The polls are open to voting on all matters to be presented. Each share of common stock is entitled to one vote. After I describe each item to be voted on, we will close the polls. We will not accept ballots, proxies, revocations, or changes after the closing of the polls. If you have already submitted your vote by proxy and do not wish to change your vote, you do not need to vote now, and your shares will be voted as previously instructed. If you intend to vote and have not already done so, you must submit your vote online now in order for it to be counted. If you have not voted, I encourage you to vote online now. We will proceed with the proposals. After all of the proposals have been described, we will answer any questions related to a proposal submitted online.
As a reminder, we ask that any comments or questions during this portion of the meeting pertain only to these proposals. Please submit any questions as soon as possible for our review. We are now voting on the following proposals. Proposal one, to elect the board of directors, five nominees for director to hold office until the 2027 Annual Meeting of Stockholders. The board of director nominees are as follows: Jeff Booth, Elizabeth Crain, Yadin Rozov, Adam Sullivan, Eric Weiss. Proposal two, to approve on a non-binding advisory basis the compensation of our named executive officers as disclosed in the proxy statement. Proposal three, to ratify the selection of KPMG LLP as the company's independent registered public accounting firm for the fiscal year ending December 31st, 2026. If you wish to vote your shares online or change your vote, please do so now.
The polls will be closing shortly. We will now review if there are any questions submitted about the proposals before we close the polls.
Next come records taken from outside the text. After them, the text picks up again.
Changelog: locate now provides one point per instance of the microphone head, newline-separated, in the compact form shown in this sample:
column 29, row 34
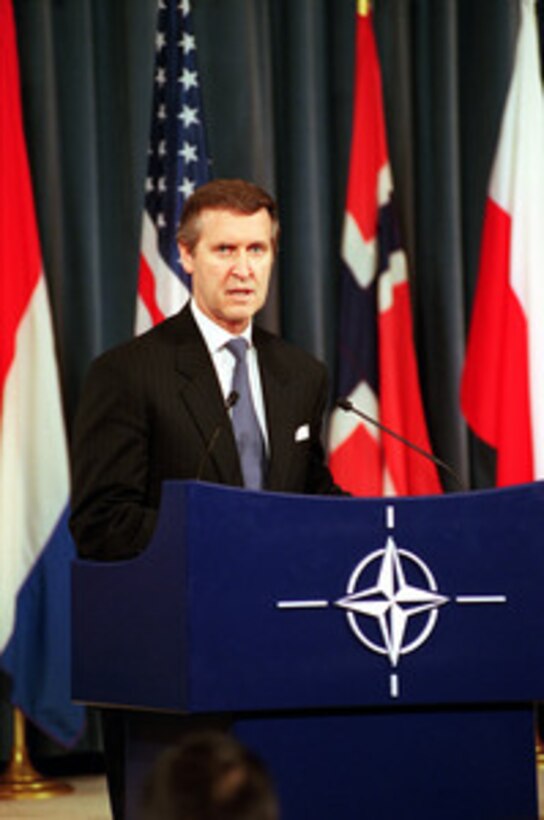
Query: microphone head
column 231, row 399
column 344, row 404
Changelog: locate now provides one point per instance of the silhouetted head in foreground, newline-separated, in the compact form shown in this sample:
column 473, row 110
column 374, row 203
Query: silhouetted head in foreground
column 209, row 776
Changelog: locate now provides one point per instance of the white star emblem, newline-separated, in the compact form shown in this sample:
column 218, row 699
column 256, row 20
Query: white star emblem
column 188, row 116
column 188, row 79
column 187, row 43
column 391, row 601
column 187, row 187
column 189, row 152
As a reminder, we will only review and answer questions at this time that pertain to the proposals. I can confirm that there are no questions at this time. The time is now 10:06 A.M. Eastern Time, and the polls are now closed for voting. Ms. Hairston, the Inspector of Election, has advised me that based upon her preliminary report, each of the nominees for director has been elected. Proposal 2 has been approved, and the selection of KPMG LLP as the company's independent registered public accounting firm for the fiscal year ending December 31st, 2026, has been ratified.
A full tally of the votes will be published in a current report on Form 8-K, which will be filed with the Securities and Exchange Commission within the next four business days. This completes the formal business to come before this annual meeting. There being no further formal business, this meeting now stands adjourned.
Thank you everyone for attending our 2026 Annual Meeting of Stockholders. Thank you to my fellow board members, along with our management team and KPMG for participating in our Annual Meeting of Stockholders. Thank you to all of our stockholders for your continued support.
This now concludes the meeting. Thank you for joining, and have a pleasant day.